Altered Sleep in Fragile X Syndrome: Basis for a Potential Therapeutic Target

With a $45,000 grant from FRAXA Research Foundation, Dr. Carolyn B. Smith and Dr. Rache Sare at the National Institute of Mental Health investigated the basis of sleep problems in fragile X syndrome.

$45,000 Grant
Rachel Sare, PhD
Postdoctoral Fellow
Carolyn B. Smith, PhD
Principal Investigator
National Institute of Mental Health
2016 FRAXA Research Grant
$45,000
We hypothesize that sleep abnormalities contribute to behavioral abnormalities in fragile X syndrome, and we propose that treatment strategies should include a focus on normalizing sleep patterns.  Our long-term goal is to identify potentially modifiable risk factors contributing to symptoms of FXS. Our objective is to determine the extent to which social behavior abnormalities, hyperactivity, and learning impairments are improved when sleep is improved in a mouse model of FXS. If improving sleep improves behavior, we propose that treatment of sleep may be a novel therapy for FXS that may be used alone or in combination with other proposed therapies.

Previous Grant:

Hypothalamic-Pituitary-Adrenal Axis Dysregulation in Fragile X Syndrome

National Institute of Mental Health
20005 FRAXA Research Grant
$62,000

Several lines of evidence support the idea that fragile X syndrome may involve a dysregulation of the hypothalamic-pituitary-adrenal (HPA) axis. Hessl et al. (Psychoneuroendocrinology 27:855-872, 2002) reported that boys with fragile X syndrome have elevated levels of cortisol in saliva under both normal and stressful circumstances.

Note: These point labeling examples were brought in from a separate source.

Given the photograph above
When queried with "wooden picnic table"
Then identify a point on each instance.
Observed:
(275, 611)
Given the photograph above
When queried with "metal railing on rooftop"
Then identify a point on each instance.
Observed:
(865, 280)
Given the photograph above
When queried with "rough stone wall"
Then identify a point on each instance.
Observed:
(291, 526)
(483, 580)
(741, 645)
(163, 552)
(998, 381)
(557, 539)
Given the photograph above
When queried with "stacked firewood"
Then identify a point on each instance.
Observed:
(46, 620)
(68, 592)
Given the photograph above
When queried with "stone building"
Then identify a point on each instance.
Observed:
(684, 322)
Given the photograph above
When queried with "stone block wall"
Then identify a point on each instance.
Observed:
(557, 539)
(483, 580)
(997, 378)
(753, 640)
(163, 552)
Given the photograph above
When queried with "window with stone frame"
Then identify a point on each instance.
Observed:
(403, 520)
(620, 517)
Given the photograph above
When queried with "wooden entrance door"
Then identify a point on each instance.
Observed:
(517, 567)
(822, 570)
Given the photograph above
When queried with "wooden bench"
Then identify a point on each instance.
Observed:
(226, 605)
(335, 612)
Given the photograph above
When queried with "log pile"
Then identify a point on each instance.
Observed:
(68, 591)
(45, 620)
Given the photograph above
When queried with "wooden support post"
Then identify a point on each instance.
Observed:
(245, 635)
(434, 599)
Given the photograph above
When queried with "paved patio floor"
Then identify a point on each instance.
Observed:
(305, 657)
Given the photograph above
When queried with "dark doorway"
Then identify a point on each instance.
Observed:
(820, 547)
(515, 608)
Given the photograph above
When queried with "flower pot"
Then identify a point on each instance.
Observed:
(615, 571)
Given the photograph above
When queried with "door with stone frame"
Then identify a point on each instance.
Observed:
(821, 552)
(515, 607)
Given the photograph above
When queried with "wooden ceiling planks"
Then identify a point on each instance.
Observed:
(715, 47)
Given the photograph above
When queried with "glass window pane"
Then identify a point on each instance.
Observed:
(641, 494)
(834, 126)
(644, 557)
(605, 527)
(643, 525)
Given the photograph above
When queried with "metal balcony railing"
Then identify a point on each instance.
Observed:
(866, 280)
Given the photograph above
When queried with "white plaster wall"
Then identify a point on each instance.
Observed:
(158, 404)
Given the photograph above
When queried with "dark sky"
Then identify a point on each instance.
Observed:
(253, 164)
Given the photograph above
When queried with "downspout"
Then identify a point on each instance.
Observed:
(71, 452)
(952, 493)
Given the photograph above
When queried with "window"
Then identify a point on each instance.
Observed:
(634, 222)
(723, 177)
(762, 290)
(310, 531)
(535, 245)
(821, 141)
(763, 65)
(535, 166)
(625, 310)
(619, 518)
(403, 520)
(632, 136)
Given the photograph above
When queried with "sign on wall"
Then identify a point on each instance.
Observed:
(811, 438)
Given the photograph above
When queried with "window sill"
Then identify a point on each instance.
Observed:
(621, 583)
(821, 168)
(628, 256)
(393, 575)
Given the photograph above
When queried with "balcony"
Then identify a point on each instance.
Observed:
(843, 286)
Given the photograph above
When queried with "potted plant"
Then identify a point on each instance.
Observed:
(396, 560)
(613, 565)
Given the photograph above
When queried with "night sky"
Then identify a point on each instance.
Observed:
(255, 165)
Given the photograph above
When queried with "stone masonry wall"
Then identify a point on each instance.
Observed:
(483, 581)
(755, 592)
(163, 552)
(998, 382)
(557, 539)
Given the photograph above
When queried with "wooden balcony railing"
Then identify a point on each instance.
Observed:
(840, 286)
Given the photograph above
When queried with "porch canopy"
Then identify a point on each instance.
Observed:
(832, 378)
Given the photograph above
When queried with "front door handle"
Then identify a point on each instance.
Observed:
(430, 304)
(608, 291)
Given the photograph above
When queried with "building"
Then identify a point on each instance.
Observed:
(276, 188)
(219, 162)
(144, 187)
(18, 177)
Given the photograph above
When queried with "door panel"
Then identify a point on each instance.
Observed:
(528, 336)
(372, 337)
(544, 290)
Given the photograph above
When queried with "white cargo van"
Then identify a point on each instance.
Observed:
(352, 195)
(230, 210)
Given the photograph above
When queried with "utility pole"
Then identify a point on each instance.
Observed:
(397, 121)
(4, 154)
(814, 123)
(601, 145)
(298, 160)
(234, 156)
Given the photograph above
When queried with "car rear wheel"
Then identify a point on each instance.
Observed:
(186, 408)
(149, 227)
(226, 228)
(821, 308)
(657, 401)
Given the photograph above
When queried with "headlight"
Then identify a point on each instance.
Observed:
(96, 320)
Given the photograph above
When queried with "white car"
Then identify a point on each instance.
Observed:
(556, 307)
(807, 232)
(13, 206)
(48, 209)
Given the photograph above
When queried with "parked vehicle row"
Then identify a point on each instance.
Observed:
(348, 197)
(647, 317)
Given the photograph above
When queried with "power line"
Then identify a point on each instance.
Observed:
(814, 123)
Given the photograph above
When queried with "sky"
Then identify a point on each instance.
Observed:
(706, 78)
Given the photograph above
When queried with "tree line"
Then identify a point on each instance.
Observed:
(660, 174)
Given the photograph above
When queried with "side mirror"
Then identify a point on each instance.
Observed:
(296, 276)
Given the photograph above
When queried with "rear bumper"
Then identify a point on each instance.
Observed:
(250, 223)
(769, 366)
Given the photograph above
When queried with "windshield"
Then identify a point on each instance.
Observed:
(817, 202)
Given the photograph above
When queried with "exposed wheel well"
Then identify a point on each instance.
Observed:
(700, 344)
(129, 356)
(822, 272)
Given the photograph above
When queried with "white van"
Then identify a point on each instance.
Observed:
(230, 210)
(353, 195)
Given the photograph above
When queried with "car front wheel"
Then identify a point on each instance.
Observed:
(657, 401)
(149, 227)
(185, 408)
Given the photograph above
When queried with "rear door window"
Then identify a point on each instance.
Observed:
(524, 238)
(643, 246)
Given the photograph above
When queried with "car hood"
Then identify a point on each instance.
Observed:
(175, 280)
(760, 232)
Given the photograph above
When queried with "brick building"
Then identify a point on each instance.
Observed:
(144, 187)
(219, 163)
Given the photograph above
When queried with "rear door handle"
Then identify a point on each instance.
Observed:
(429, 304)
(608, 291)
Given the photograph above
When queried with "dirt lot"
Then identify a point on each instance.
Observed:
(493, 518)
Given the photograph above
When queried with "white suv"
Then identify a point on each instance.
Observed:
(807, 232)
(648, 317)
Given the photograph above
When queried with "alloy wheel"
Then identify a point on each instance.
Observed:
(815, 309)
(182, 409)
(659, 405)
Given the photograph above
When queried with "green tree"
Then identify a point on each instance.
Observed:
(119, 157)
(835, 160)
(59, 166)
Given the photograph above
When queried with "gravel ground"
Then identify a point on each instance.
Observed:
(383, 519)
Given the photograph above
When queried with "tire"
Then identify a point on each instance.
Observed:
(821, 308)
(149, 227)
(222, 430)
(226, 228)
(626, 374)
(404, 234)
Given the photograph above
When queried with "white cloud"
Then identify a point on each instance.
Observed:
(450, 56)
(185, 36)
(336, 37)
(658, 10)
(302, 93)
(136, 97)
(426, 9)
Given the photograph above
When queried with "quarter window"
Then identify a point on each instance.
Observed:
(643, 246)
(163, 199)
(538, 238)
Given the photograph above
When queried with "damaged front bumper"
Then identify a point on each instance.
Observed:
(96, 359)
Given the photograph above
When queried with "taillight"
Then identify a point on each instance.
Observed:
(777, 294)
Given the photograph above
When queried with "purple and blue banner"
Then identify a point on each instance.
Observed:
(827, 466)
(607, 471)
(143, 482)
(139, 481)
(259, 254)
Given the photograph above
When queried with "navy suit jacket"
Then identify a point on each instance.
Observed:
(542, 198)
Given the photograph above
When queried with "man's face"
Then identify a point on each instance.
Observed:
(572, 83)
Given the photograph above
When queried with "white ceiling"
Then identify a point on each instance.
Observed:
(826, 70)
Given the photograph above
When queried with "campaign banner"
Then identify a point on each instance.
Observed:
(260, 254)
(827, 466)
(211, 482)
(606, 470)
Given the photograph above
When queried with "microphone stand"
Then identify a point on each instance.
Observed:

We have found in the fragile X (Fmr1 null) mouse increased rates of cerebral protein synthesis and abnormal spine morphology in hypothalamic nuclei. Julie Lauterborn (Mol Brain Res 131:101-109, 2004) reports prolonged recovery from stress-induced c-fos expression in hypothalamic nuclei in Fmr1 null mice. Our proposal is to study the HPA axis in Fmr1 null mice. We will examine its normal function, its response to and recovery from stress, and its feedback regulation. Our experiments are designed to address the hypothesis that there is an impairment of feedback regulation of the HPA axis in fragile X patients. If so, our results will begin to localize the step(s) at which regulation is impaired.

Understanding of an impairment of the HPA axis in fragile X and the specific step(s) at which the impairment occurs may lead to targeted therapies that could help to alleviate symptoms of the disease.